I used Windows 11 drive formatter. That also isn't the problem as far as I can tell.

It's when I assign a mount point in the FreeBSD 14.3 installer to the newly created partition. When I try to commit those changes in the FreeBSD installer I then get an unknown error and I cannot go further.

I hate fdisk. It's a UNIX holdover and I won't mess with it. They'd just tell me to use fdisk. No.

Help. I'm somewhere between modern and "old school." I know many UNIX-based conventions but I like some of the cutting edge.

FreeBSD has a real problem interpreting the logic of certain NVME drives.

FreeBSD is really only meant for back-end corporate servers handling large volumes of I/O using very large SSD's or hard drives. Such as 3 TB SSD's or larger...

No matter what they say, FreeBSD is not designed specifically to be a PC or laptop system -- no matter what. I won't listen to them if one of them maybe sees this toot and tries to start a debate with me.

I've given FreeBSD the benefit of the doubt way too many times. I quit.

I know more than enough to know what I'm doing.

What I like about #Debian and Ubuntu Linux is that they passed the hurdle which I was writing about many moons ago.
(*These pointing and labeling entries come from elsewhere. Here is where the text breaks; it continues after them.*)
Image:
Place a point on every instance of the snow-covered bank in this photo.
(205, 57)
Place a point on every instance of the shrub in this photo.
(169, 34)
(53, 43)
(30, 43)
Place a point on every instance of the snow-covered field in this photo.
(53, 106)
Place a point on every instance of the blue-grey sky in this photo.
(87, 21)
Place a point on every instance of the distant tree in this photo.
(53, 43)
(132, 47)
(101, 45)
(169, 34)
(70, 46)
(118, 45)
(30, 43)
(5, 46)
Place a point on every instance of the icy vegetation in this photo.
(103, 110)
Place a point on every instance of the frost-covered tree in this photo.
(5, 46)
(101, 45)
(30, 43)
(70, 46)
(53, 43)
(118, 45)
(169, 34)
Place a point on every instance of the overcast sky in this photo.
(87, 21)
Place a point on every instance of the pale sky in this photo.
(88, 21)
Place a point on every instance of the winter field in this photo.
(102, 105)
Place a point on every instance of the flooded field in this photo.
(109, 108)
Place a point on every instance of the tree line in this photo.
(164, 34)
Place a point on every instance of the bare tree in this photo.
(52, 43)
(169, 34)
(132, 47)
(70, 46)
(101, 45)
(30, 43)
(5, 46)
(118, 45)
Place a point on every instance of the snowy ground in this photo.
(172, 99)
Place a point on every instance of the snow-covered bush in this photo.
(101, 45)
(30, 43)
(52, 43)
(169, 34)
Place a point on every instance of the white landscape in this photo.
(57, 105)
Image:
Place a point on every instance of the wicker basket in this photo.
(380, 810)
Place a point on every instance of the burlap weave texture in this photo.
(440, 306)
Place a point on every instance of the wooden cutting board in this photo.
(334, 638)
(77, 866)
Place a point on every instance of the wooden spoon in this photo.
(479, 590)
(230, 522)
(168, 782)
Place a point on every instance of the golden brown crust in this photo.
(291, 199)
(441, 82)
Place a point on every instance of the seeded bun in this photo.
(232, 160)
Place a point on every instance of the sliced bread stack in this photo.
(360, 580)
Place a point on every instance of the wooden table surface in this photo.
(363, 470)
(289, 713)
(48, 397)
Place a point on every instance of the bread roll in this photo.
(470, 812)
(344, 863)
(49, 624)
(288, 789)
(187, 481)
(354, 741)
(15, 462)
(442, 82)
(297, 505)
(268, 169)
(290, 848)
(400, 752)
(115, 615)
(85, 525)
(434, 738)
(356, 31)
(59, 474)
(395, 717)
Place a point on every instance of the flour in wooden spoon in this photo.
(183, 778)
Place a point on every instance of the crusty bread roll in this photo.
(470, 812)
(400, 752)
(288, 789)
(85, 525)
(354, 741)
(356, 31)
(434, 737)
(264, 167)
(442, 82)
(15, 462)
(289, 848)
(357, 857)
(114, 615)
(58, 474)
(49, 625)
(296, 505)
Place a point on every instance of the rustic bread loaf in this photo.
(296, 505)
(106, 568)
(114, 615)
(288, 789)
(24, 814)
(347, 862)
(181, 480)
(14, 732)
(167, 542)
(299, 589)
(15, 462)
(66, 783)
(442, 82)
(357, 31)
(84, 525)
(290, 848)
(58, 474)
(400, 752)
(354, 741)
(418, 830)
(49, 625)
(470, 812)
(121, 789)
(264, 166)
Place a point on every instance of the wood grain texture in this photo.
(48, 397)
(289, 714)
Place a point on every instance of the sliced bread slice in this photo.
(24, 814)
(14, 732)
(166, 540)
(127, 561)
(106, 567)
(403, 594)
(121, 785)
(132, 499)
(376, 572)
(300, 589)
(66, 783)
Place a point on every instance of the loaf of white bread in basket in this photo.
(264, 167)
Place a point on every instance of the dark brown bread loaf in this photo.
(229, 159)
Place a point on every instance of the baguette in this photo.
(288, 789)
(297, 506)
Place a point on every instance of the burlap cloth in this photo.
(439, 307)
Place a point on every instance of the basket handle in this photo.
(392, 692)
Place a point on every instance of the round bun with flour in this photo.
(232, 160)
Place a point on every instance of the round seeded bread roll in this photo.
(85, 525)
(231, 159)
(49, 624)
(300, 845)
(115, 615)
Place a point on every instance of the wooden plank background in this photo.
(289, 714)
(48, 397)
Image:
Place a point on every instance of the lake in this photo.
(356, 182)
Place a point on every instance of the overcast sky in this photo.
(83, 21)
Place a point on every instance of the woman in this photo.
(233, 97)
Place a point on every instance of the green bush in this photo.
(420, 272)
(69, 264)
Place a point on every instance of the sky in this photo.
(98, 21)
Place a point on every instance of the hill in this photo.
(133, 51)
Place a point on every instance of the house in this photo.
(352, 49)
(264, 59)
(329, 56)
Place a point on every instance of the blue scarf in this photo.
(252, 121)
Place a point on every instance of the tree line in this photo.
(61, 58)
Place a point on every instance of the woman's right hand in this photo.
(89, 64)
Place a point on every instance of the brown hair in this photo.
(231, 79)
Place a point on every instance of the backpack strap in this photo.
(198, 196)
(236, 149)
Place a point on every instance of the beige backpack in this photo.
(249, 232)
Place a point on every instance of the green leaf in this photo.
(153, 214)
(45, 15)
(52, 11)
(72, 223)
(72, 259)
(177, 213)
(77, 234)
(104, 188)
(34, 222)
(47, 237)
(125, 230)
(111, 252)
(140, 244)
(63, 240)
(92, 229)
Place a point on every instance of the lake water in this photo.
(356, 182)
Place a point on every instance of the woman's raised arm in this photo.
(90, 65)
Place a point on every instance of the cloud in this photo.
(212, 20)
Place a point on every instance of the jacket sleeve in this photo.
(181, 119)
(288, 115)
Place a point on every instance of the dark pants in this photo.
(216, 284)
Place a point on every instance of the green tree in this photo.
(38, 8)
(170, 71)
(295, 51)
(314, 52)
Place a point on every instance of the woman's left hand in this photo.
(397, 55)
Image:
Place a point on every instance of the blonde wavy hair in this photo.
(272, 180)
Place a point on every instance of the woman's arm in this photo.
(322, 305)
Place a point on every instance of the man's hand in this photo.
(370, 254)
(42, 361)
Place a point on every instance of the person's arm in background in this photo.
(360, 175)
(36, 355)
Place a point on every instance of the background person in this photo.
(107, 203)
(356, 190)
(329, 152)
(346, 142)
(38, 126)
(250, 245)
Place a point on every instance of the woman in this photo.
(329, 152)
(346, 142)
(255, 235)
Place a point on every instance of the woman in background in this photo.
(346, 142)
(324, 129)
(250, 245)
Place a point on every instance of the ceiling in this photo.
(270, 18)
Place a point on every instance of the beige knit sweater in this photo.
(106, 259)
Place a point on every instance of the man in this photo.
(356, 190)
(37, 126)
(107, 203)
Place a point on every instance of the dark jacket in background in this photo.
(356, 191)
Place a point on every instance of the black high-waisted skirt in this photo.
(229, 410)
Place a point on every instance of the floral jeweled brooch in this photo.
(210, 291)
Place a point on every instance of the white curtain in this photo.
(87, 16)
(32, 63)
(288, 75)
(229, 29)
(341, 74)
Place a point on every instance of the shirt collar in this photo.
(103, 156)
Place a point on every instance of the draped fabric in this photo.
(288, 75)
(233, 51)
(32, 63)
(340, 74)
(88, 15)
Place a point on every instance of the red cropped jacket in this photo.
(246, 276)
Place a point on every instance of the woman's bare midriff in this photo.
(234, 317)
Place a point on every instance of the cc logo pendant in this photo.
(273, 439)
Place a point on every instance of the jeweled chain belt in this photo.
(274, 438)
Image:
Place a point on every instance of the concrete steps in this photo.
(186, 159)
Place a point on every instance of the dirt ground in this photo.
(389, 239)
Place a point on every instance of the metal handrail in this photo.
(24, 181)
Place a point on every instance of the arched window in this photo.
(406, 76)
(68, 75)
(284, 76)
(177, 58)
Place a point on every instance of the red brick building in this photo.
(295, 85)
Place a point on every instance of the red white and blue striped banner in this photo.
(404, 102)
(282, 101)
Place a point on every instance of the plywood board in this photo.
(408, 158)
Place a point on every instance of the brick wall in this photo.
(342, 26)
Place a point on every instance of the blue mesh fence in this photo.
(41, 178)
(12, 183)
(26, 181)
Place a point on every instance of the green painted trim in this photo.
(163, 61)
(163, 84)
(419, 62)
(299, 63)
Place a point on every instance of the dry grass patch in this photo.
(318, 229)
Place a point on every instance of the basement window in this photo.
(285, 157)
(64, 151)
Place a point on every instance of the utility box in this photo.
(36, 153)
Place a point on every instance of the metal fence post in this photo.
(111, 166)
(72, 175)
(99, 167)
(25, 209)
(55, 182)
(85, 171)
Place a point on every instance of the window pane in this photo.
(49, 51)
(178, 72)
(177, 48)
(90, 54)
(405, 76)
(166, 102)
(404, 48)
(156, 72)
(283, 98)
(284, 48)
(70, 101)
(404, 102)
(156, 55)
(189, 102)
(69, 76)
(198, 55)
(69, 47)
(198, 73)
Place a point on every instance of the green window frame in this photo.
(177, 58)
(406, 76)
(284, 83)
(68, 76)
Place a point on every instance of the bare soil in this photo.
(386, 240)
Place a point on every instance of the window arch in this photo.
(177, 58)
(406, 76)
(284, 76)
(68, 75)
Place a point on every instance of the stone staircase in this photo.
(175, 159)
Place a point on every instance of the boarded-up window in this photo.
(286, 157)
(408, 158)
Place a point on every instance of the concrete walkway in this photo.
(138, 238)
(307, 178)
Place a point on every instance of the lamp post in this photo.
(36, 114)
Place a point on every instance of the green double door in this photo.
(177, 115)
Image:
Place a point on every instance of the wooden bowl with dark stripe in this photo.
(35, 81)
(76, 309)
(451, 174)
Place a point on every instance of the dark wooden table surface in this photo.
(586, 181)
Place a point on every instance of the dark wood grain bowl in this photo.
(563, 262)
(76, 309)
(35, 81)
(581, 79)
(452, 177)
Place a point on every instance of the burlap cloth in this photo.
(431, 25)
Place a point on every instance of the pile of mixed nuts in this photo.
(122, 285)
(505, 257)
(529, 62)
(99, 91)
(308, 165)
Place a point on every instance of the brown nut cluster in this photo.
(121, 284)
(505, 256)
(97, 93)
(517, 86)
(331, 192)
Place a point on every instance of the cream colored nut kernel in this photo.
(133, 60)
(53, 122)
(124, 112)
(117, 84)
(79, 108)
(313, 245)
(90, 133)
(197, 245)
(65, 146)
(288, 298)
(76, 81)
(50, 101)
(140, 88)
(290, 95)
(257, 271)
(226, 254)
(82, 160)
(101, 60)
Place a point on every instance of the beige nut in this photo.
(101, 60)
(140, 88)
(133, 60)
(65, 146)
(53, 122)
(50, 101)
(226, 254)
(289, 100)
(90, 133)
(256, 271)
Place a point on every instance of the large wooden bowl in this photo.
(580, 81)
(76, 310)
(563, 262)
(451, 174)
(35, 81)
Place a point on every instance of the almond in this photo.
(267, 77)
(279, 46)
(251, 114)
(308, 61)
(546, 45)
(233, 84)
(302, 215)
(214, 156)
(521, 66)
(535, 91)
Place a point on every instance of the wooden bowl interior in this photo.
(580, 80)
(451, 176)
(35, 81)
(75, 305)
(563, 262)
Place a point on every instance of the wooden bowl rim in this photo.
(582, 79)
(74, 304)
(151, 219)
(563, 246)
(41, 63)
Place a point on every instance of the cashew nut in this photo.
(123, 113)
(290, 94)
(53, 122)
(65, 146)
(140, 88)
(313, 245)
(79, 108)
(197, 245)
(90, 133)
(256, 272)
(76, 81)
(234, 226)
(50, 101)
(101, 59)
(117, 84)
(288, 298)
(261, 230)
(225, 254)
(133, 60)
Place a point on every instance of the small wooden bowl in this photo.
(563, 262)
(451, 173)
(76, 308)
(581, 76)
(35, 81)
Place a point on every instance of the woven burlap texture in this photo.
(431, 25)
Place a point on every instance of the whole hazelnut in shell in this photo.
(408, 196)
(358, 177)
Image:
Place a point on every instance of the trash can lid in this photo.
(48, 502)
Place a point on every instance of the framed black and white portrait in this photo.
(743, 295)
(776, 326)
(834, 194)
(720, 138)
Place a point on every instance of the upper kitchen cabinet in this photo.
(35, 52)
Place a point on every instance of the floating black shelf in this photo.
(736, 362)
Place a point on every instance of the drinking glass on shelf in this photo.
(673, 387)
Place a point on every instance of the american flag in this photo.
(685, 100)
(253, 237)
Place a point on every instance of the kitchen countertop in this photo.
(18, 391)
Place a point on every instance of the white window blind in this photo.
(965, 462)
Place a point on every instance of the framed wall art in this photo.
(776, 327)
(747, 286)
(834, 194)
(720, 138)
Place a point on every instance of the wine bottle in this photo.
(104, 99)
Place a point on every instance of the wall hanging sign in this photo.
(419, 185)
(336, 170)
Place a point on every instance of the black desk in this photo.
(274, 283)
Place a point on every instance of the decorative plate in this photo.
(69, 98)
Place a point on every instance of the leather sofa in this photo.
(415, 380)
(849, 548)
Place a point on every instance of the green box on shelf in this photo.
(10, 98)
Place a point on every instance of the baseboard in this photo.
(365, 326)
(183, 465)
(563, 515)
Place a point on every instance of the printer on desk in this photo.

Nobody in the Linux community worries about the internal tags or labels contained in a freshly formatted drive. Only FreeBSD would care if the non-encrypted drive was exFAT or NTFS. See where I'm going with that? The fact I hit a roadblock just right there with FreeBSD is totally absurd.

Sorry, FreeBSD. #SystemV was better in many ways. You guys were always niche.